Abstract

Family-based (lifted) static analysis for “highly configurable programs” (program families) is capable of analyzing all variants at once without generating any of them explicitly. It takes as input only the common code base, which encodes all variants of a program family, and produces precise analysis results corresponding to all variants. However, the computational cost of the lifted analysis still depends inherently on the number of variants, which is in the worst case exponential in the number of statically configurable options (features). For a large number of features, the lifted analysis may be too costly or even infeasible. In this work, we introduce variability abstractions defined as Galois connections, which simplify variability away from program families based on # ifdef -s.

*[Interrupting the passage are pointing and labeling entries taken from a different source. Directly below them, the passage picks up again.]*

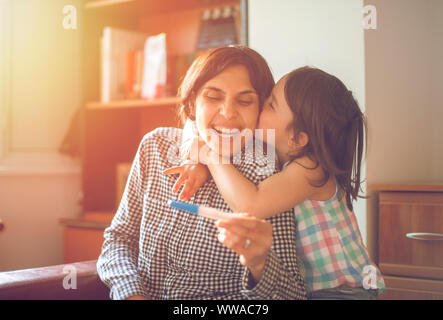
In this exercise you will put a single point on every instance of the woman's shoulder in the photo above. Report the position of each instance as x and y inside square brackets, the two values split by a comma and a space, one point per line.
[163, 135]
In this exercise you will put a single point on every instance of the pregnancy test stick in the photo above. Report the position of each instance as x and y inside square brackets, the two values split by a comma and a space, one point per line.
[203, 211]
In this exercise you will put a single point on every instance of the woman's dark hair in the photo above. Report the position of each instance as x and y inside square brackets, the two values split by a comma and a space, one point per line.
[327, 112]
[213, 62]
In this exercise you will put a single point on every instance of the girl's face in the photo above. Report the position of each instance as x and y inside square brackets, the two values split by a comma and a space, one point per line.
[225, 106]
[277, 116]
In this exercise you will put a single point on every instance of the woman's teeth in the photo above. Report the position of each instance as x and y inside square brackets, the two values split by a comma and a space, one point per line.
[227, 132]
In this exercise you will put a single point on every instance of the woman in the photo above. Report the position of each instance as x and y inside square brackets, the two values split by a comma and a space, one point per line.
[152, 251]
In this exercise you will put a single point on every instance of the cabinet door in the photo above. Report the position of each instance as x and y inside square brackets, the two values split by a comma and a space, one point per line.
[411, 234]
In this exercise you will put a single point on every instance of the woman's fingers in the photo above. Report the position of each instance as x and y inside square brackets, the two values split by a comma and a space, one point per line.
[187, 192]
[181, 179]
[248, 236]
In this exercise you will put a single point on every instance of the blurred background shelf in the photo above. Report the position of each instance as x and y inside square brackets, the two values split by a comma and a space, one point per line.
[138, 103]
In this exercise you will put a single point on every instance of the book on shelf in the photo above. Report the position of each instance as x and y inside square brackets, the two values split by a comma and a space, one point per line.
[116, 48]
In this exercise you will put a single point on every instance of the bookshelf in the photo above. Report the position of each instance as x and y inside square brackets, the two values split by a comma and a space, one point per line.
[135, 103]
[111, 132]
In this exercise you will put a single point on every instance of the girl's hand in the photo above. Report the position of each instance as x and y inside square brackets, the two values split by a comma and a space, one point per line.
[250, 238]
[192, 176]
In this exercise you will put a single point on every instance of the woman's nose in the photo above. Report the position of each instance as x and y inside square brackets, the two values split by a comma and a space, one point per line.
[228, 110]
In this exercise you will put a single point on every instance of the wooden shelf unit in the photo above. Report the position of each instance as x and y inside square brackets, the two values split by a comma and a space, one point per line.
[410, 245]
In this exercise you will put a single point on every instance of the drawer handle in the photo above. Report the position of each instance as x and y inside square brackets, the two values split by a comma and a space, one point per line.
[426, 236]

Then, we use abstract interpretation as a formal method for the calculational-based derivation of abstracted lifted analyses, which are sound by construction. Our approach for abstracting lifted analysis is orthogonal to the particular program analysis chosen as a client. While a single program analysis operates on program states and depends on language-specific constructs, the lifted analysis assumes that a single program analysis already exists and lifts its results to all variants of the analyzed program family. Variability abstractions aim to reduce this variability-specific component of the lifted analysis, which handles variability and # ifdef -s. Furthermore, given the “orthogonality” of variability abstractions to the rest of the analysis (its language-specific component), we can implement abstractions as a preprocessor. In particular, given an abstraction we define a syntactic transformation, which translates any program family into an abstracted version of it, such that the analysis of the abstracted program family coincides with the corresponding abstracted analysis of the original program family. We have implemented the proposed approach, and we evaluate its practicality on three Java benchmarks. The evaluation shows that abstractions yield significant performance gains, especially for families with higher variability.